Question

The magnetic induction of the field at the point $O$ of a loop with current $I$, whose shape is illustrated in figure above is given as $B=\frac{{\mu }_0}{4\pi }i[\frac{x\pi }{2a}+\frac{\sqrt{2}}{b}]$. The radius $a$ and the side $b$ are known.
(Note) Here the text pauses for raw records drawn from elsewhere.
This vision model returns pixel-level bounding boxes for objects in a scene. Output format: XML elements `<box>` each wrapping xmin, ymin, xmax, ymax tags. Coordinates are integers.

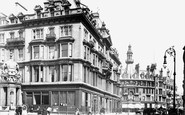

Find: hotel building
<box><xmin>0</xmin><ymin>0</ymin><xmax>122</xmax><ymax>114</ymax></box>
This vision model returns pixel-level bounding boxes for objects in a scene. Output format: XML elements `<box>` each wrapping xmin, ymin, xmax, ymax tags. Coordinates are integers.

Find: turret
<box><xmin>125</xmin><ymin>45</ymin><xmax>134</xmax><ymax>64</ymax></box>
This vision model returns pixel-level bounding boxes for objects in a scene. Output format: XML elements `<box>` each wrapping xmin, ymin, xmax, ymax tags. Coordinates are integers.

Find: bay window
<box><xmin>33</xmin><ymin>46</ymin><xmax>39</xmax><ymax>59</ymax></box>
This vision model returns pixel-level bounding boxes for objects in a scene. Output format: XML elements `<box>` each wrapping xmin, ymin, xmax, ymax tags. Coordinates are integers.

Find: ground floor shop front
<box><xmin>22</xmin><ymin>82</ymin><xmax>121</xmax><ymax>115</ymax></box>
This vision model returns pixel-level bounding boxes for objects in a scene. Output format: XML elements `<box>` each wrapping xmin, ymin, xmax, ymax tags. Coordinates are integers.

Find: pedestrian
<box><xmin>75</xmin><ymin>108</ymin><xmax>80</xmax><ymax>115</ymax></box>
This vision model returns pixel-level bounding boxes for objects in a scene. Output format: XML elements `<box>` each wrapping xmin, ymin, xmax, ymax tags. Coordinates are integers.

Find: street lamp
<box><xmin>163</xmin><ymin>46</ymin><xmax>176</xmax><ymax>110</ymax></box>
<box><xmin>183</xmin><ymin>46</ymin><xmax>185</xmax><ymax>114</ymax></box>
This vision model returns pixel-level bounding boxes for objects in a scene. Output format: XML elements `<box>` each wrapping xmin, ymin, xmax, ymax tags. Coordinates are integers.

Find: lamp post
<box><xmin>183</xmin><ymin>46</ymin><xmax>185</xmax><ymax>114</ymax></box>
<box><xmin>163</xmin><ymin>46</ymin><xmax>176</xmax><ymax>110</ymax></box>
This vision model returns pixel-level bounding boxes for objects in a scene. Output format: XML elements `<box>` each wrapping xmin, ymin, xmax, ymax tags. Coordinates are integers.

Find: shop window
<box><xmin>42</xmin><ymin>92</ymin><xmax>49</xmax><ymax>105</ymax></box>
<box><xmin>60</xmin><ymin>91</ymin><xmax>67</xmax><ymax>105</ymax></box>
<box><xmin>52</xmin><ymin>92</ymin><xmax>59</xmax><ymax>106</ymax></box>
<box><xmin>26</xmin><ymin>92</ymin><xmax>33</xmax><ymax>105</ymax></box>
<box><xmin>33</xmin><ymin>92</ymin><xmax>41</xmax><ymax>105</ymax></box>
<box><xmin>67</xmin><ymin>91</ymin><xmax>75</xmax><ymax>106</ymax></box>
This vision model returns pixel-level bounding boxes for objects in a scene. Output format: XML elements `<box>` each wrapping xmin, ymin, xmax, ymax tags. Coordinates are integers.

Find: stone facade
<box><xmin>0</xmin><ymin>0</ymin><xmax>122</xmax><ymax>114</ymax></box>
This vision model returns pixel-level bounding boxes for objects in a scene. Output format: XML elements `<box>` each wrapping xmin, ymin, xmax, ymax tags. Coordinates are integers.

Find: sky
<box><xmin>0</xmin><ymin>0</ymin><xmax>185</xmax><ymax>94</ymax></box>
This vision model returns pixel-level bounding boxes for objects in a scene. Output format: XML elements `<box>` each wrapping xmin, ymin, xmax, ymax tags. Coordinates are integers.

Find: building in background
<box><xmin>0</xmin><ymin>0</ymin><xmax>122</xmax><ymax>114</ymax></box>
<box><xmin>120</xmin><ymin>45</ymin><xmax>175</xmax><ymax>113</ymax></box>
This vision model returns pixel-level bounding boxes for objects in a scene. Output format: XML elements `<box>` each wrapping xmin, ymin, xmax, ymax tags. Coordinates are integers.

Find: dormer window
<box><xmin>0</xmin><ymin>18</ymin><xmax>7</xmax><ymax>25</ymax></box>
<box><xmin>9</xmin><ymin>14</ymin><xmax>17</xmax><ymax>24</ymax></box>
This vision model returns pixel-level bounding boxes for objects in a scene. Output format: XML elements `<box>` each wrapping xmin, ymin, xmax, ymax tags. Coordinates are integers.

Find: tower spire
<box><xmin>125</xmin><ymin>44</ymin><xmax>134</xmax><ymax>64</ymax></box>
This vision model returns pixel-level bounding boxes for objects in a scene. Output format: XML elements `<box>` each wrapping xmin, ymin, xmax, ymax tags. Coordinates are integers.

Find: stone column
<box><xmin>0</xmin><ymin>87</ymin><xmax>4</xmax><ymax>110</ymax></box>
<box><xmin>17</xmin><ymin>88</ymin><xmax>22</xmax><ymax>106</ymax></box>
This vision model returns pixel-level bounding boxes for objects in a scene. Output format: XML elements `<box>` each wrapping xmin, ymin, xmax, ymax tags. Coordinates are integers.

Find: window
<box><xmin>33</xmin><ymin>66</ymin><xmax>39</xmax><ymax>82</ymax></box>
<box><xmin>1</xmin><ymin>48</ymin><xmax>5</xmax><ymax>62</ymax></box>
<box><xmin>61</xmin><ymin>44</ymin><xmax>68</xmax><ymax>57</ymax></box>
<box><xmin>59</xmin><ymin>43</ymin><xmax>72</xmax><ymax>57</ymax></box>
<box><xmin>32</xmin><ymin>65</ymin><xmax>44</xmax><ymax>82</ymax></box>
<box><xmin>84</xmin><ymin>29</ymin><xmax>88</xmax><ymax>40</ymax></box>
<box><xmin>49</xmin><ymin>27</ymin><xmax>55</xmax><ymax>34</ymax></box>
<box><xmin>42</xmin><ymin>92</ymin><xmax>49</xmax><ymax>105</ymax></box>
<box><xmin>60</xmin><ymin>25</ymin><xmax>72</xmax><ymax>37</ymax></box>
<box><xmin>19</xmin><ymin>31</ymin><xmax>23</xmax><ymax>38</ymax></box>
<box><xmin>32</xmin><ymin>45</ymin><xmax>44</xmax><ymax>59</ymax></box>
<box><xmin>40</xmin><ymin>46</ymin><xmax>44</xmax><ymax>59</ymax></box>
<box><xmin>60</xmin><ymin>91</ymin><xmax>67</xmax><ymax>105</ymax></box>
<box><xmin>0</xmin><ymin>33</ymin><xmax>4</xmax><ymax>43</ymax></box>
<box><xmin>61</xmin><ymin>65</ymin><xmax>72</xmax><ymax>81</ymax></box>
<box><xmin>10</xmin><ymin>32</ymin><xmax>14</xmax><ymax>39</ymax></box>
<box><xmin>84</xmin><ymin>46</ymin><xmax>90</xmax><ymax>61</ymax></box>
<box><xmin>0</xmin><ymin>18</ymin><xmax>6</xmax><ymax>25</ymax></box>
<box><xmin>52</xmin><ymin>92</ymin><xmax>59</xmax><ymax>106</ymax></box>
<box><xmin>33</xmin><ymin>46</ymin><xmax>39</xmax><ymax>59</ymax></box>
<box><xmin>26</xmin><ymin>92</ymin><xmax>33</xmax><ymax>105</ymax></box>
<box><xmin>18</xmin><ymin>48</ymin><xmax>23</xmax><ymax>61</ymax></box>
<box><xmin>33</xmin><ymin>92</ymin><xmax>41</xmax><ymax>105</ymax></box>
<box><xmin>49</xmin><ymin>66</ymin><xmax>55</xmax><ymax>82</ymax></box>
<box><xmin>10</xmin><ymin>49</ymin><xmax>14</xmax><ymax>59</ymax></box>
<box><xmin>33</xmin><ymin>29</ymin><xmax>43</xmax><ymax>39</ymax></box>
<box><xmin>67</xmin><ymin>92</ymin><xmax>75</xmax><ymax>106</ymax></box>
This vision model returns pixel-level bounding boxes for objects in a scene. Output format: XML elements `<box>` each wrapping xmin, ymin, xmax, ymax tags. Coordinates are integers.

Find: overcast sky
<box><xmin>0</xmin><ymin>0</ymin><xmax>185</xmax><ymax>94</ymax></box>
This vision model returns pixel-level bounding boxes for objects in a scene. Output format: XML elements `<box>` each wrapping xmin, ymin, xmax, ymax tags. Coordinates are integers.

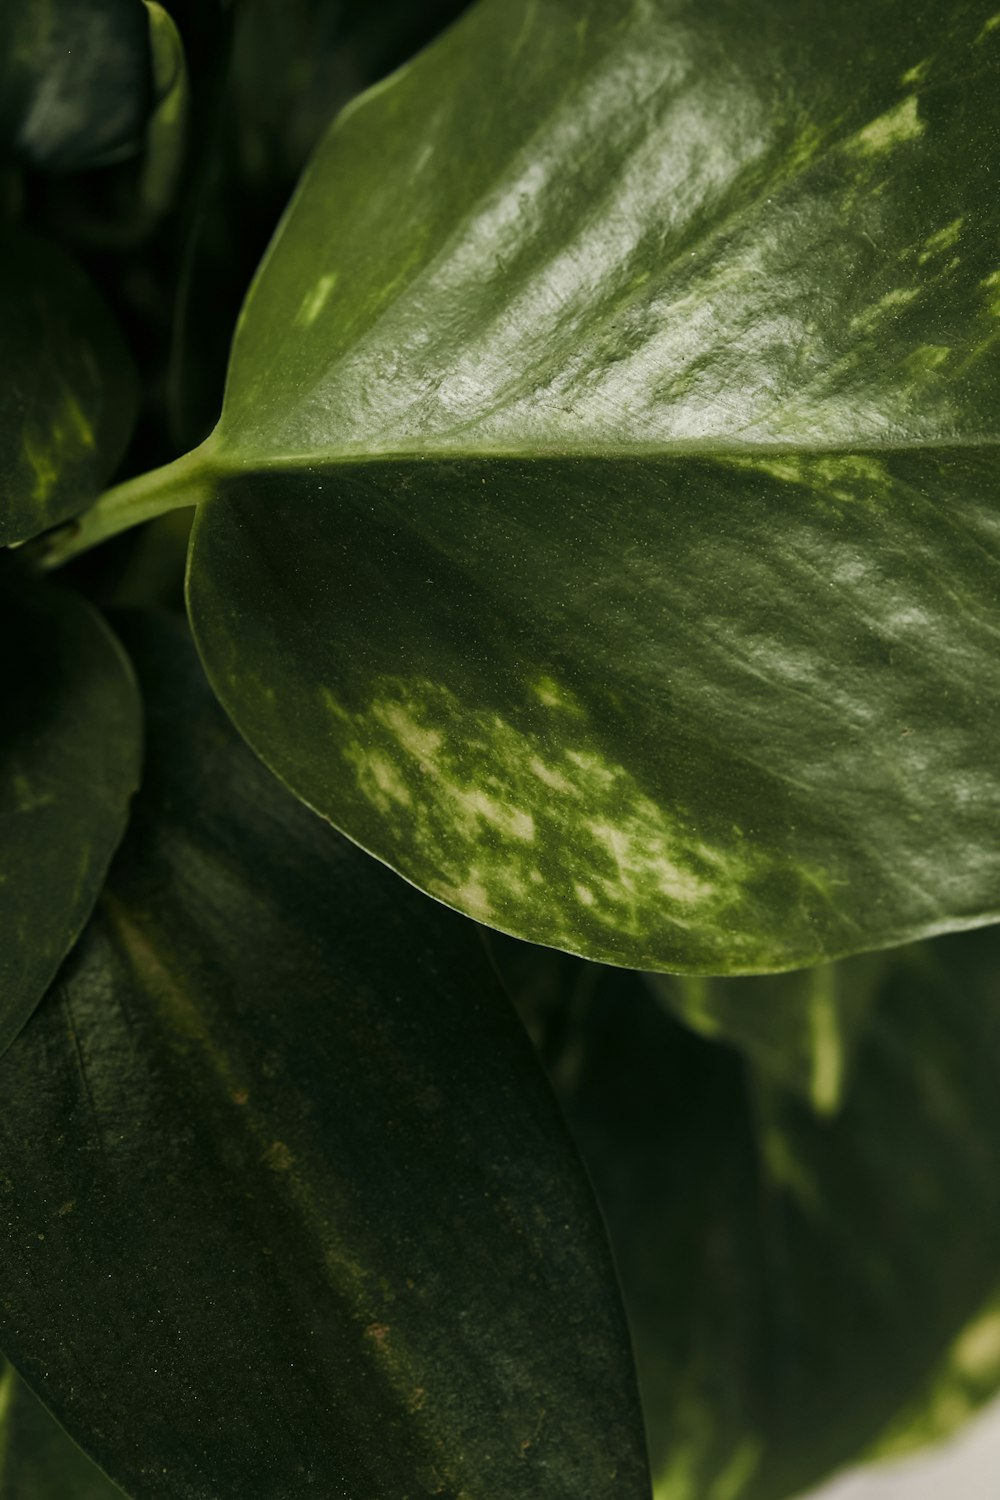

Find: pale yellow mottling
<box><xmin>952</xmin><ymin>1312</ymin><xmax>1000</xmax><ymax>1378</ymax></box>
<box><xmin>727</xmin><ymin>452</ymin><xmax>892</xmax><ymax>506</ymax></box>
<box><xmin>297</xmin><ymin>272</ymin><xmax>338</xmax><ymax>326</ymax></box>
<box><xmin>976</xmin><ymin>11</ymin><xmax>1000</xmax><ymax>43</ymax></box>
<box><xmin>901</xmin><ymin>58</ymin><xmax>931</xmax><ymax>85</ymax></box>
<box><xmin>850</xmin><ymin>285</ymin><xmax>920</xmax><ymax>331</ymax></box>
<box><xmin>529</xmin><ymin>755</ymin><xmax>573</xmax><ymax>793</ymax></box>
<box><xmin>447</xmin><ymin>875</ymin><xmax>492</xmax><ymax>920</ymax></box>
<box><xmin>531</xmin><ymin>675</ymin><xmax>584</xmax><ymax>714</ymax></box>
<box><xmin>919</xmin><ymin>216</ymin><xmax>963</xmax><ymax>263</ymax></box>
<box><xmin>373</xmin><ymin>701</ymin><xmax>442</xmax><ymax>762</ymax></box>
<box><xmin>848</xmin><ymin>95</ymin><xmax>923</xmax><ymax>156</ymax></box>
<box><xmin>981</xmin><ymin>268</ymin><xmax>1000</xmax><ymax>317</ymax></box>
<box><xmin>323</xmin><ymin>675</ymin><xmax>780</xmax><ymax>960</ymax></box>
<box><xmin>807</xmin><ymin>967</ymin><xmax>843</xmax><ymax>1116</ymax></box>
Find the value of $x$.

Answer 1

Here, $B_1=\frac{{\mu }_0}{4\pi }\frac{i}{a}\frac{3\pi }{2}$, $\overrightarrow{B_2}=0$,

$B_3=\frac{{\mu }_0}{4\pi }\frac{i}{b}\sin {45}^{\circ }$,
$B_4=\frac{{\mu }_0}{4\pi }\frac{i}{b}\sin {45}^{\circ }$,
and $B_5=0$
So, $B_0=B_1+B_2+B_3+B_4+B_5$
$=\frac{{\mu }_0}{4\pi }\frac{i}{a}\frac{3\pi }{2}+0+\frac{{\mu }_0}{4\pi }\frac{i}{b}\sin {45}^{\circ }+\frac{{\mu }_0}{4\pi }\frac{i}{b}\sin {45}^{\circ }+0$
$=\frac{{\mu }_0}{4\pi }i[\frac{3\pi }{2a}+\frac{\sqrt{2}}{b}]$